I think we’ve got a brutal year ahead of us. The guy who sold himself as a “uniter, not a divider” has turned the political middle ground into a smoking chasm, and the rhetoric is as vicious, and the propaganda as shameless, as I think I’ve ever seen. And just to make it all extra-special, the people who’ve been doing the President’s thinking for him over the wonderful past few years have even grander plans for 2004:

President George W Bush was sent a public manifesto yesterday by Washington’s hawks, demanding regime change in Syria and Iran and a Cuba-style military blockade of North Korea backed by planning for a pre-emptive strike on its nuclear sites.

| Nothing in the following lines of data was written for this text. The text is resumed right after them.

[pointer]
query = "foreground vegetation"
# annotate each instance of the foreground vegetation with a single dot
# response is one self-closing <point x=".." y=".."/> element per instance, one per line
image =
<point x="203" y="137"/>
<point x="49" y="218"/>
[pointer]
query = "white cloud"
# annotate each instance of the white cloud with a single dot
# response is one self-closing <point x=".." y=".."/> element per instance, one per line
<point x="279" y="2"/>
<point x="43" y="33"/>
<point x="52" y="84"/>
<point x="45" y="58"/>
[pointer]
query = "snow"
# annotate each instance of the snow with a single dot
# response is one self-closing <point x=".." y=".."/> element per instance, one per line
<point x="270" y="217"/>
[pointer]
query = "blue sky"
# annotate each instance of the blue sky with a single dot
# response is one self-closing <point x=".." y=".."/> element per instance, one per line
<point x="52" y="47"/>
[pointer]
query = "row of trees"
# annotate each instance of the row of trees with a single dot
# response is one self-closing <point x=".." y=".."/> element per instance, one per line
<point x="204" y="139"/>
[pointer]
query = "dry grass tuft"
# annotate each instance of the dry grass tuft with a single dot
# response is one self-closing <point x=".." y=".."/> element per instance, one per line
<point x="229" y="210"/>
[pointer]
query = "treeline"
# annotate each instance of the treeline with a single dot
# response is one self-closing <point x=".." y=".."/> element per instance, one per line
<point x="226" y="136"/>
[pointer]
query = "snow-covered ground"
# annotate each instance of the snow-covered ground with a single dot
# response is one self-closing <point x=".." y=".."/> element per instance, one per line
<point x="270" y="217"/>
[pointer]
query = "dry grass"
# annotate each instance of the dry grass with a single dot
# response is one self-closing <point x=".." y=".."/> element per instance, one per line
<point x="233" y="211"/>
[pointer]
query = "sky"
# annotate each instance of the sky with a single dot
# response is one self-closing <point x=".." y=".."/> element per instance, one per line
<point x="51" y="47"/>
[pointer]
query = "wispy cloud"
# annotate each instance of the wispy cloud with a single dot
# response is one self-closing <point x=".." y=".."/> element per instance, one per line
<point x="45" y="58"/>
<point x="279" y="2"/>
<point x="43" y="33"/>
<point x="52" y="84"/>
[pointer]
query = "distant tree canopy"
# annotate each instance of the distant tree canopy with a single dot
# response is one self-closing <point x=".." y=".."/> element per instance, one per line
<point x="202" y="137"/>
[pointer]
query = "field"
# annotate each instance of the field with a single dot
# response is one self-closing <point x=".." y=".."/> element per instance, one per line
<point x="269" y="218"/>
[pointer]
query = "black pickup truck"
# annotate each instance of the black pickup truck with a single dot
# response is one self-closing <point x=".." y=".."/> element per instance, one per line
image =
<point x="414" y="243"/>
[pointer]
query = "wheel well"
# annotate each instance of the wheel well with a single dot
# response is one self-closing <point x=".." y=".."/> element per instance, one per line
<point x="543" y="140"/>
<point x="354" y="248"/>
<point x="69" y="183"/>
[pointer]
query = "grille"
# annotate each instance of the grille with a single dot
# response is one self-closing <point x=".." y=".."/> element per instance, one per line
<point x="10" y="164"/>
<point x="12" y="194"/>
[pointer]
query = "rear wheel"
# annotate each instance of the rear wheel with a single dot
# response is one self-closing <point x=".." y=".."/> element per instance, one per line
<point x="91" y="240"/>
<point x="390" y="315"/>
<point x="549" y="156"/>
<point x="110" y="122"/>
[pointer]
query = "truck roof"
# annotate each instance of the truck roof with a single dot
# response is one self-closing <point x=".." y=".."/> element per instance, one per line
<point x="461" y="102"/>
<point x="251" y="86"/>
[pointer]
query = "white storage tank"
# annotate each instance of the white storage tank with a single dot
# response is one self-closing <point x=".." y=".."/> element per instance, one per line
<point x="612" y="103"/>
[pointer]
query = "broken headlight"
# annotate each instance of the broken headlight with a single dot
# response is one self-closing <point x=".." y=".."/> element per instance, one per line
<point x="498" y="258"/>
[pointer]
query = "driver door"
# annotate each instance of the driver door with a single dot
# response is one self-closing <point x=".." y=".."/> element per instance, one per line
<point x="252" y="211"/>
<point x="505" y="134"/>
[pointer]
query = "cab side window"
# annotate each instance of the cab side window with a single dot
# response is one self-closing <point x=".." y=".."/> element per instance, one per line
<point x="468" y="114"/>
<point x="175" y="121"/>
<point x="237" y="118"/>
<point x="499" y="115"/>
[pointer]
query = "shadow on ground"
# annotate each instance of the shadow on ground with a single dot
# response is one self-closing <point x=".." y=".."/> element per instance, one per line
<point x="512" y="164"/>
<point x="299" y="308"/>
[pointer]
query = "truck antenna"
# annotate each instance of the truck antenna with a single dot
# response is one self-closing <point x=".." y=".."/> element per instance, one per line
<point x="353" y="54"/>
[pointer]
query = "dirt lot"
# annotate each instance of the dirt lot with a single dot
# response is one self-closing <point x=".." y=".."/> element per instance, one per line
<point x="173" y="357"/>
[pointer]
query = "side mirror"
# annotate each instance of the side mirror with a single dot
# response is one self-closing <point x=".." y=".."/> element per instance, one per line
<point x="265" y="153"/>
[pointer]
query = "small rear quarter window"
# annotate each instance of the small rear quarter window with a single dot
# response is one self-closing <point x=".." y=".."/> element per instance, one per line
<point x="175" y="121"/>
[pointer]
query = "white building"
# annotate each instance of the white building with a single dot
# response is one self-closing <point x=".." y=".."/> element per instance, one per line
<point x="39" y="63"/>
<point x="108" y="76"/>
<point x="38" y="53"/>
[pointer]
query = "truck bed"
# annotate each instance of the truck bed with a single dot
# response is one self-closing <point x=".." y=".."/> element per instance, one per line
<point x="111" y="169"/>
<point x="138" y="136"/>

The manifesto, presented as a “manual for victory” in the war on terror, also calls for Saudi Arabia and France to be treated not as allies but as rivals and possibly enemies.

Terry McAuliffe was recently taken to task for warning a group of high school kids that Bush’s re-instatement would probably mean a return of the draft, but it’s hard to imagine any other outcome if these guys get even half their wish list.

So, yeah, it’s going to be a tough year, most likely. But you can’t lose faith. That’s a luxury you don’t have right now. If half the country seems to have cheerfully downed the Flavor-Aid, always remember that the other half hasn’t. There are plenty of good and decent people all around you, thoughtful people who understand that the world is not limited to binary codes, on or off, one or zero, black or white, evil or good. And together, we will get through this.

In the meantime, just don’t pack your Farmer’s Almanac in your carry-on luggage.